What if we gave the money directly to the mortgage holders? What might be the consequences? What would be the cost? Will it work? (Note: I am not breaking down the various types of loans or taking into consideration fraudulent loans. This is merely an exercise for the sake of argument.)

From the few figures I have found, the average outstanding balance of mortgages is somewhere in the neighborhood of around $145,000.00. If, for instance, the government gives out half of that money with the requirement the monies be spend paying down the principle and restructuring notes that were written at unfavorable terms. The cost would be about $362.5 billion. Now we put on the rose colored glasses to analyze the potential results!

The financial institutions that hold the loans would be flush with cash. These monies would be required to be the source of new loans, responsible loans to people who can pay them back. They would also be required to pay a small percent of the profits to the Government, (on not only the original monies but future profits resulting from the monies the institutions collected as a result of the new loans,) to pay the debts the taxpayers are now holding as a result of the bailouts.
Most mortgages should now be caught up and affordable. The homes would now have positive equity. Home values should actually rise adding even more equity. People would also have a larger percentage of their incomes available for other spending which has largely been curtailed as a result of this whole mess. With more spending comes economic growth as retailers need to by more product, manufacturers need to produce more goods, including the auto manufacturers which should help to negate the need for the Government to bail them out, more people are employed to produce all these goods which gives rise to more income and more spending. With all of this we should also see more home purchases. As home inventories decline, home building should once again increase, but hopefully at a more moderate pace.
Sales taxes would be up as would real estate tax revenues which will help the states, counties and cities.

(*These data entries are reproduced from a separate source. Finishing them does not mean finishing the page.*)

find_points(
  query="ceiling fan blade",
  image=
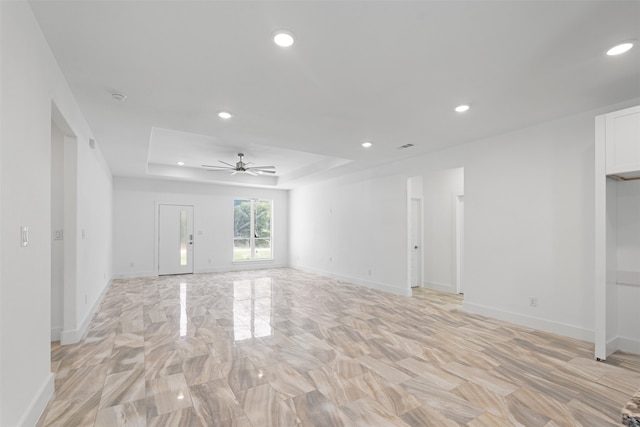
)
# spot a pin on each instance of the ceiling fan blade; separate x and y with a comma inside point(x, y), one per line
point(263, 167)
point(216, 167)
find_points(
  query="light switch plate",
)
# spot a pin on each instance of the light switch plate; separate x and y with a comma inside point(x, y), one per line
point(24, 236)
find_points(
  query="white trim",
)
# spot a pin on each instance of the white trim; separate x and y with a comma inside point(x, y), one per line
point(531, 322)
point(55, 333)
point(75, 335)
point(629, 345)
point(459, 275)
point(253, 265)
point(628, 278)
point(39, 403)
point(420, 202)
point(135, 274)
point(444, 287)
point(356, 281)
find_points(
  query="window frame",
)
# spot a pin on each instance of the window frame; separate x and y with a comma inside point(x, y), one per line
point(252, 231)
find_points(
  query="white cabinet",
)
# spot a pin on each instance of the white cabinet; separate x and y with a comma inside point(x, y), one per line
point(623, 142)
point(617, 238)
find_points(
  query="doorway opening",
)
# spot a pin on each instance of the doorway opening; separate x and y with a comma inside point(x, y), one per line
point(436, 230)
point(175, 239)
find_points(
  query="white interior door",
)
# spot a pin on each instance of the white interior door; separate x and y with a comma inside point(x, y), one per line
point(416, 243)
point(175, 239)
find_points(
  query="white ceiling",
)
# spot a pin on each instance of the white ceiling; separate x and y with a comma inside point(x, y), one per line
point(388, 71)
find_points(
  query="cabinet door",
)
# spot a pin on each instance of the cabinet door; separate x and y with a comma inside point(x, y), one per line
point(623, 141)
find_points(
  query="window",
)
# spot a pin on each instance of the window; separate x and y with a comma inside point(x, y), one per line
point(251, 230)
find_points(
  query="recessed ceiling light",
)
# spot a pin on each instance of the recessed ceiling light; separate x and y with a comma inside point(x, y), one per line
point(620, 48)
point(283, 38)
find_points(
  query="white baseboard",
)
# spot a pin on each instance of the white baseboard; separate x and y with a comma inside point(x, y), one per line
point(531, 322)
point(135, 274)
point(55, 333)
point(39, 403)
point(440, 287)
point(628, 345)
point(73, 336)
point(241, 266)
point(357, 281)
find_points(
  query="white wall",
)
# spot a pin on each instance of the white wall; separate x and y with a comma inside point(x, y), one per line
point(31, 82)
point(529, 224)
point(354, 230)
point(440, 189)
point(135, 224)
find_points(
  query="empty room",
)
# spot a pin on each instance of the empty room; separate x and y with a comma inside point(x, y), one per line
point(319, 213)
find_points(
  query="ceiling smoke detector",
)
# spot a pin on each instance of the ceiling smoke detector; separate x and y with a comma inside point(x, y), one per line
point(120, 97)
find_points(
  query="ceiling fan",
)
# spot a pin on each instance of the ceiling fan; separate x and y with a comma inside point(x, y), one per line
point(241, 167)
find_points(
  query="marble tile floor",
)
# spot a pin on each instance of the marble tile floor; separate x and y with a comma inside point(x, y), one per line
point(285, 348)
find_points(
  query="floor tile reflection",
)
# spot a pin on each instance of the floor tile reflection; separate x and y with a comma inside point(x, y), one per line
point(285, 348)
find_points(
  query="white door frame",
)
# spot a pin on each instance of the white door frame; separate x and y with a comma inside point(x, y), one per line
point(420, 242)
point(156, 256)
point(459, 243)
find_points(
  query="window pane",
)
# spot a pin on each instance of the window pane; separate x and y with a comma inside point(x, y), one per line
point(183, 238)
point(242, 218)
point(263, 249)
point(263, 218)
point(241, 249)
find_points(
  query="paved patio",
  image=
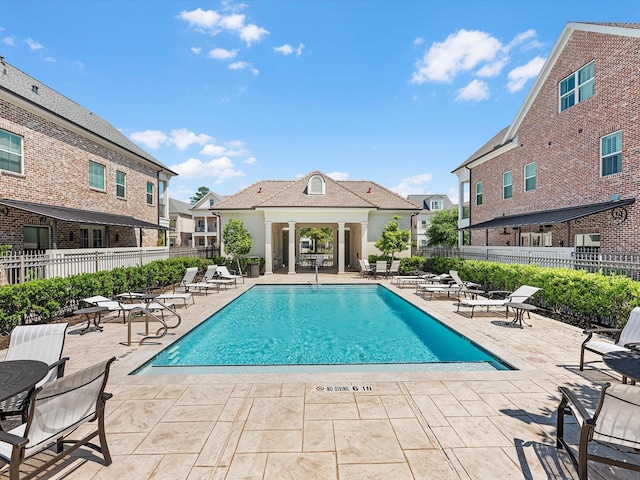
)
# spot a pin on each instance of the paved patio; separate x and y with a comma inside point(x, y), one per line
point(409, 425)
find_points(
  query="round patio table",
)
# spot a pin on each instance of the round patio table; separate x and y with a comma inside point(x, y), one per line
point(18, 376)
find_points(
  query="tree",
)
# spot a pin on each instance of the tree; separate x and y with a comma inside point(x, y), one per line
point(202, 191)
point(237, 240)
point(443, 229)
point(393, 238)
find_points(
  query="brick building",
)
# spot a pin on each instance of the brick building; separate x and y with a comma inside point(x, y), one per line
point(565, 172)
point(68, 178)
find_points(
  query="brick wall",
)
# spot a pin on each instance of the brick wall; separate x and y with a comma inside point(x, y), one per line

If all this were coupled with reforms in Government, (especially in earmarks and institutions such as Fannie Mae and Freddie Mac,) and a positive national energy plan, we could go a long way in restoring the economic quagmire we are now entangled in.
If the problem starts with the consumer overspending, especially on mortgages, would it not make some sense to start fixing the problem on this end? Does this make any less sense than what we are doing now?